During the 1880s-90s the Company sold blocks in Hamilton and Islington to the Newcastle and Suburban Mutual Land and Investment Company for subdivision and sale.
Throughout the 1900s, increasing taxes on unimproved land resulted in the Company subdividing its Newcastle Estate further and selling off large residential subdivisions. Auctions were held for land at The Junction from 1908, Cook’s Hill from 1912, Shepherd’s Hill from 1915 and Bar Beach from 1924. In 1912 plans were drawn up for a 300-acre site at Hamilton to be known as the Garden Suburb, formerly the Melville Street Swamp. The first sales here were in 1914.

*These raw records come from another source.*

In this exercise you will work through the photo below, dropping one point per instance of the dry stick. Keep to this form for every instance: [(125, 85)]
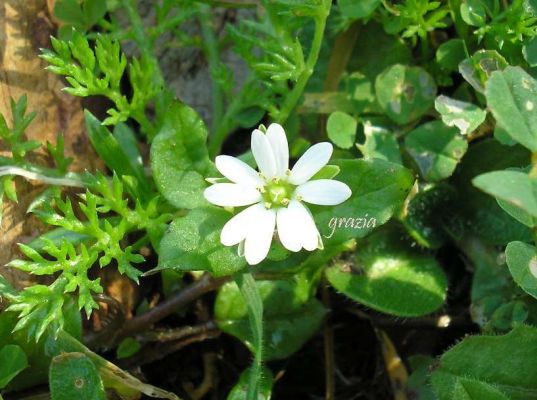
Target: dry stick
[(339, 58), (328, 334), (204, 285)]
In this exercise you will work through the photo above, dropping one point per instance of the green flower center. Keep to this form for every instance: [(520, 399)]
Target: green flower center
[(277, 194)]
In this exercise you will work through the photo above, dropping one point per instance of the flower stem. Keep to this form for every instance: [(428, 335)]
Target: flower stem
[(292, 99), (210, 48)]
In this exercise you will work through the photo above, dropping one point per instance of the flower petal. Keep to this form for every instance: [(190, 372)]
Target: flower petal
[(289, 229), (231, 195), (236, 229), (263, 154), (305, 225), (238, 171), (280, 148), (257, 244), (310, 163), (324, 192)]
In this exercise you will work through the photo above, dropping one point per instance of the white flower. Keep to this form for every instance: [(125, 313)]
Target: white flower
[(275, 195)]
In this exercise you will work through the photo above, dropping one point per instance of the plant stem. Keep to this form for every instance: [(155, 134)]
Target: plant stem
[(142, 40), (227, 122), (169, 306), (329, 359), (291, 100), (210, 47)]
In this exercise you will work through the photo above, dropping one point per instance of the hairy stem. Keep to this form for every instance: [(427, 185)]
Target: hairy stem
[(210, 47), (292, 98), (170, 305)]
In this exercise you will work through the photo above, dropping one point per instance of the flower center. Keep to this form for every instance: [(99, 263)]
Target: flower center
[(277, 194)]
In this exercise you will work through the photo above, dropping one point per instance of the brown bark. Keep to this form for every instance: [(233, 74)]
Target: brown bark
[(25, 27)]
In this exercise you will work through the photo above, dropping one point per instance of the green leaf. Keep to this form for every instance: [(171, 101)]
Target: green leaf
[(450, 53), (74, 376), (290, 317), (512, 98), (116, 155), (192, 243), (12, 361), (405, 93), (357, 9), (480, 213), (179, 157), (436, 149), (239, 391), (391, 277), (489, 367), (522, 262), (425, 216), (379, 189), (515, 188), (418, 385), (93, 10), (530, 52), (380, 143), (465, 116), (479, 67), (341, 129), (473, 12)]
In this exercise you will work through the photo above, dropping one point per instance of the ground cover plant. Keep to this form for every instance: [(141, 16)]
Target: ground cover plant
[(349, 213)]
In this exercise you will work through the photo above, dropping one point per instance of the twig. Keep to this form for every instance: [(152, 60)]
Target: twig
[(205, 284), (434, 322), (328, 348), (175, 334), (158, 351)]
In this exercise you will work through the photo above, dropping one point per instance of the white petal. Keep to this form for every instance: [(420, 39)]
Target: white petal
[(324, 192), (263, 154), (236, 229), (305, 225), (231, 195), (257, 244), (280, 147), (289, 231), (238, 171), (310, 163)]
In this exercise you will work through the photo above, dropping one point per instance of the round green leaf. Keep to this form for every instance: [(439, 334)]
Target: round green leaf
[(512, 98), (380, 142), (514, 188), (465, 116), (405, 93), (179, 158), (522, 262), (493, 367), (393, 278), (436, 149), (341, 129), (192, 243), (479, 67), (450, 54)]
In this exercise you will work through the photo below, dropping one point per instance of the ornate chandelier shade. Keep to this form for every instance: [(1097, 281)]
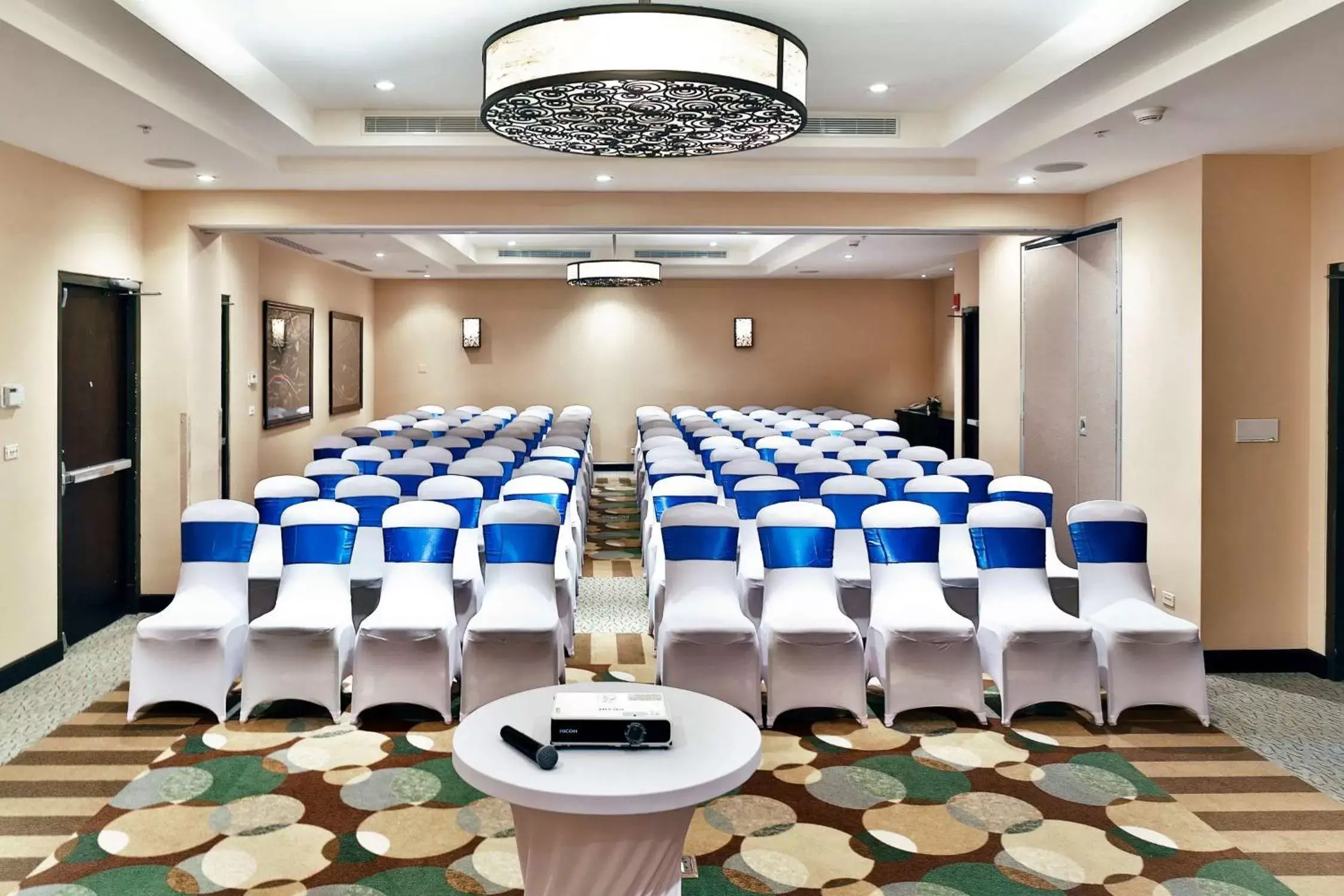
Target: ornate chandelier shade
[(615, 272), (644, 81)]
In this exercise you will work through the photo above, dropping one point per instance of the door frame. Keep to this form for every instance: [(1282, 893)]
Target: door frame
[(119, 288)]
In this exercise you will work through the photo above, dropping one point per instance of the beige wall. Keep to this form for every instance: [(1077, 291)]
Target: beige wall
[(862, 344), (54, 219), (1256, 364), (1162, 382)]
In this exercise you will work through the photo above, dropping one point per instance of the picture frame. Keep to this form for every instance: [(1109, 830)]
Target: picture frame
[(287, 340), (346, 363)]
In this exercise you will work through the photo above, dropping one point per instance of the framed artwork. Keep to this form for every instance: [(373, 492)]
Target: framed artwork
[(288, 349), (347, 363)]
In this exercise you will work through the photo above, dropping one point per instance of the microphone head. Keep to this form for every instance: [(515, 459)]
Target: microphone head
[(547, 757)]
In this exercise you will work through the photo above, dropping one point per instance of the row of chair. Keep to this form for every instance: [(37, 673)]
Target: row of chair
[(441, 614)]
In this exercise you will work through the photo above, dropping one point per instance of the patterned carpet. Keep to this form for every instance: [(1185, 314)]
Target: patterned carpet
[(613, 530), (302, 808)]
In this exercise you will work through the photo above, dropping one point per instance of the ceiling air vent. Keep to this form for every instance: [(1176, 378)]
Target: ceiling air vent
[(546, 253), (297, 247), (679, 253), (424, 125), (850, 127)]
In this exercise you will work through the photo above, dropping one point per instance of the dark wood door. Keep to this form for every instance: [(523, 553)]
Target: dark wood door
[(97, 449)]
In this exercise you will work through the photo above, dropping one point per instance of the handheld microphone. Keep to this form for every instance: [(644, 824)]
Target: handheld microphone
[(545, 755)]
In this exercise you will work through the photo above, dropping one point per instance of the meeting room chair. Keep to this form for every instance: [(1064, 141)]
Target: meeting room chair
[(922, 652), (302, 649), (812, 652), (894, 474), (1147, 657), (405, 649), (372, 496), (705, 643), (514, 641), (847, 498), (327, 473), (192, 650), (272, 498), (332, 446), (1034, 650)]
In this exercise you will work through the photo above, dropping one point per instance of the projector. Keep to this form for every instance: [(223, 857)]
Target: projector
[(617, 719)]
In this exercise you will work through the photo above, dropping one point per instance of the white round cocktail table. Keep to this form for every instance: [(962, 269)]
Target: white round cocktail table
[(606, 823)]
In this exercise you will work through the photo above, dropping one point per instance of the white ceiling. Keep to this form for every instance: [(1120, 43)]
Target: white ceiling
[(748, 256), (271, 94)]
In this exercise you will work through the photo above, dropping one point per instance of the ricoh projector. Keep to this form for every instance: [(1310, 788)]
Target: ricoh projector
[(616, 719)]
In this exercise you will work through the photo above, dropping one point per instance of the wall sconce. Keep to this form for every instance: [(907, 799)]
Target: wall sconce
[(277, 333), (471, 332), (742, 332)]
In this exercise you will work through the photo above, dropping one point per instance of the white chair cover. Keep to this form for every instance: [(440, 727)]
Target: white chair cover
[(1147, 656), (705, 643), (405, 649), (302, 649), (757, 492), (814, 653), (272, 498), (514, 643), (327, 473), (847, 498), (370, 496), (1034, 650), (194, 649), (922, 652), (331, 446), (894, 476)]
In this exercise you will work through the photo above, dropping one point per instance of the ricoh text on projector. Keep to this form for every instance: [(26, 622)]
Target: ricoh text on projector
[(593, 719)]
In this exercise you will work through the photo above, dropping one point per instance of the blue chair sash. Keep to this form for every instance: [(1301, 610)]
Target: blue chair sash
[(796, 547), (811, 483), (416, 544), (550, 499), (895, 488), (848, 508), (979, 487), (520, 542), (663, 501), (1110, 542), (701, 543), (327, 484), (468, 511), (1045, 501), (410, 483), (917, 544), (372, 508), (750, 501), (271, 510), (329, 543), (952, 507), (217, 542), (1009, 548)]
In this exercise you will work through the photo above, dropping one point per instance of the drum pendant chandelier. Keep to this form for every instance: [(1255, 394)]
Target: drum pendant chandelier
[(615, 272), (644, 79)]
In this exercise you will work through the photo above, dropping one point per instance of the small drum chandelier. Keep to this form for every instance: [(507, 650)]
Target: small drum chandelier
[(644, 79), (615, 272)]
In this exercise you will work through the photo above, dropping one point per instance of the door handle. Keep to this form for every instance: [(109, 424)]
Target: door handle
[(90, 473)]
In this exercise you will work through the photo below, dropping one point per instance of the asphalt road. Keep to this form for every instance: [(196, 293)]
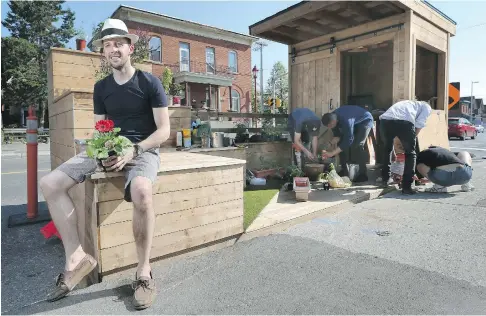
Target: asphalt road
[(394, 255), (14, 179)]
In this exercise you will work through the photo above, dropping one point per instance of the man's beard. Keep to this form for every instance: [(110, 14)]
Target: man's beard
[(120, 66)]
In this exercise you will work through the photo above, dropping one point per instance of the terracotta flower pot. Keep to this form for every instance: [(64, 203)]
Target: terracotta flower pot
[(80, 44), (100, 161)]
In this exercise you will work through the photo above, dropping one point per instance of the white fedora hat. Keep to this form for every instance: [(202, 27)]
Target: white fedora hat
[(114, 28)]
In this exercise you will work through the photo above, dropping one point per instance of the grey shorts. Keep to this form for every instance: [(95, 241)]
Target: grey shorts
[(146, 165), (460, 176)]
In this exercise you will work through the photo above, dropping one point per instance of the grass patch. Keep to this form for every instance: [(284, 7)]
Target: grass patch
[(254, 202)]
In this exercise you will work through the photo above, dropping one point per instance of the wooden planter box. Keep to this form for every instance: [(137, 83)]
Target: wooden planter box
[(198, 199)]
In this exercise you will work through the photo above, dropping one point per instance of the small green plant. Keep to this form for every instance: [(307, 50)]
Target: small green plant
[(166, 79), (175, 89), (204, 130)]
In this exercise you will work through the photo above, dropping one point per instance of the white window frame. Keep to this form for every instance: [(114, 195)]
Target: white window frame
[(235, 101), (235, 70), (210, 67), (185, 47), (160, 49)]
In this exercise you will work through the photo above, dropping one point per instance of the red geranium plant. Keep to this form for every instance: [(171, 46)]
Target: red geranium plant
[(106, 142)]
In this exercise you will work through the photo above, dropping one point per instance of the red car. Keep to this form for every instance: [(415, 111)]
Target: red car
[(462, 128)]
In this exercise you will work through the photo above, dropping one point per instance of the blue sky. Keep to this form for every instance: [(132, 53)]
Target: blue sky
[(468, 47)]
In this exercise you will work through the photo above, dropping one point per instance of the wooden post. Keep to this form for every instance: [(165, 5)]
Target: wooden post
[(218, 96), (188, 102), (231, 100), (210, 99)]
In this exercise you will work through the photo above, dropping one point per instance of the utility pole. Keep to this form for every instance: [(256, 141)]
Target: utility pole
[(259, 47), (471, 110)]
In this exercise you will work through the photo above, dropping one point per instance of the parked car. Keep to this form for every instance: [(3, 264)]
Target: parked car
[(462, 128)]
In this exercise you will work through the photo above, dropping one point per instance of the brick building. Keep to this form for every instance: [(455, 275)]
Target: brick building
[(212, 64)]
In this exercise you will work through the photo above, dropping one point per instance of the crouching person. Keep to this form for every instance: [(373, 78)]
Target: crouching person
[(443, 168)]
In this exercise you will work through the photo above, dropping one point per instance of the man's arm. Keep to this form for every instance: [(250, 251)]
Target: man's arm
[(161, 117), (422, 116)]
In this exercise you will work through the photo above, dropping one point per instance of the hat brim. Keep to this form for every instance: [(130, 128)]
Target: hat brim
[(99, 42)]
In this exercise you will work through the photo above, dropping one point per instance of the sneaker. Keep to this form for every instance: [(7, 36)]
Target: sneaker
[(66, 281), (467, 187), (408, 191), (436, 189), (361, 178), (145, 292)]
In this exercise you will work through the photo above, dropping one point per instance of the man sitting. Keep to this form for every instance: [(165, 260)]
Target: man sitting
[(351, 124), (443, 168)]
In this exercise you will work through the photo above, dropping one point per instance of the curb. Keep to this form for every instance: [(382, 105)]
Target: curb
[(23, 154), (282, 226)]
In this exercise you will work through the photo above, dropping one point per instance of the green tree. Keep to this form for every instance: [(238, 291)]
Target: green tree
[(279, 75), (38, 23), (22, 77)]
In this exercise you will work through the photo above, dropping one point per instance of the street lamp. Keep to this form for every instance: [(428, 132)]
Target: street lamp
[(255, 74), (472, 84)]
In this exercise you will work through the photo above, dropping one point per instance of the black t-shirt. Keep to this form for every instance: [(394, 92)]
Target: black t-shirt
[(130, 105), (434, 157)]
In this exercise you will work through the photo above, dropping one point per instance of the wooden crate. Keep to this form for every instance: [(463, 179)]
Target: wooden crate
[(198, 200)]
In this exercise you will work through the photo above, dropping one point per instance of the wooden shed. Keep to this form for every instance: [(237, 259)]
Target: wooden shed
[(371, 53)]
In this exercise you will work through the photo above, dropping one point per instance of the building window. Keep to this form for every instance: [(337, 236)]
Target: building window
[(235, 99), (210, 60), (155, 47), (233, 61), (184, 57)]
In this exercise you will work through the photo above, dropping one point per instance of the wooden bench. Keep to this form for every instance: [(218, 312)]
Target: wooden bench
[(198, 201)]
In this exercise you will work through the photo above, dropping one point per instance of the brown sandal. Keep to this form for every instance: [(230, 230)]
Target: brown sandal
[(66, 281)]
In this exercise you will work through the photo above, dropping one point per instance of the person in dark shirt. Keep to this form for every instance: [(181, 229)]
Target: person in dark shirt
[(137, 103), (304, 126), (444, 168), (351, 126)]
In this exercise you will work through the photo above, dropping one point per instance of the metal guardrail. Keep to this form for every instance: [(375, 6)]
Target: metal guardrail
[(11, 135)]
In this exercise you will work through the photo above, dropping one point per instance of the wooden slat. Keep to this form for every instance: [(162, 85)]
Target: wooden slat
[(363, 28), (61, 151), (63, 105), (124, 255), (62, 136), (420, 8), (175, 181), (289, 16), (121, 233)]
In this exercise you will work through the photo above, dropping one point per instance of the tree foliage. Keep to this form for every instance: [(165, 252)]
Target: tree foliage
[(22, 77), (279, 75), (36, 23)]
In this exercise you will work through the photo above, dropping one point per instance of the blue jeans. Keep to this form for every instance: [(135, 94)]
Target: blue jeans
[(460, 176)]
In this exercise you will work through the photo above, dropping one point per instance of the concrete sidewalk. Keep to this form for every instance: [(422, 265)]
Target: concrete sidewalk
[(19, 150), (393, 255)]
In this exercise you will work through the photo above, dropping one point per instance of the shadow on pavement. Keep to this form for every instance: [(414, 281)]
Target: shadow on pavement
[(123, 293)]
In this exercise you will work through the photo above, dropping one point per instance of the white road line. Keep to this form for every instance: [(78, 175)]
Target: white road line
[(469, 148)]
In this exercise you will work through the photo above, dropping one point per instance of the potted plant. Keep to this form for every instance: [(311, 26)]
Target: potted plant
[(80, 40), (106, 143), (241, 135), (292, 172), (166, 79), (204, 132), (175, 91)]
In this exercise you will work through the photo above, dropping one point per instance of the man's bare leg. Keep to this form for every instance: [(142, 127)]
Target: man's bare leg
[(55, 186), (143, 222)]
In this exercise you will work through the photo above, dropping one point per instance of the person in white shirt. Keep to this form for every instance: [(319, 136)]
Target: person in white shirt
[(404, 120)]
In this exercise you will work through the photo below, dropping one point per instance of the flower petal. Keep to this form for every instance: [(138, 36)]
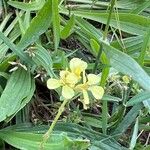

The Company largely retained ownership of Platt’s Estate for much of the 19th century, apart from 5 acres sold in 1873 for Sandgate Cemetery, another 5 acres in 1884 for the Contagious Diseases Hospital, and a small residential subdivision at Platt’s Hill / North Hanbury (Municipality of Waratah) (Pemberton 2011). In 1876 the Company built a home for General Superintendent Jesse Gregson on the estate in the area which later became Mayfield West.
From the early 1900s the Company began to sell off more land around the Platt’s Estate, including for a subdivision at Sandgate in 1905; residential subdivisions at North Hanbury and Mayfield between 1914 and 1918; land for saleyards (1912), abattoirs (1913) and a repatriation home (1919), and the sale of the southwest section of the estate to later become the site of the University of Newcastle.
By the 1930s the Company had sold most of its residential land in the areas surrounding Newcastle and instead turned its focus to the redevelopment of commercial buildings in the Newcastle Central Business District, particularly around Hunter, King, and Crown Streets. During this time the Company constructed the Corona, Argyle, and Warrah Buildings, but these were to be the Company’s last major investments in the Newcastle area, with its head office relocated to Tamworth in Northern New South Wales by 1965.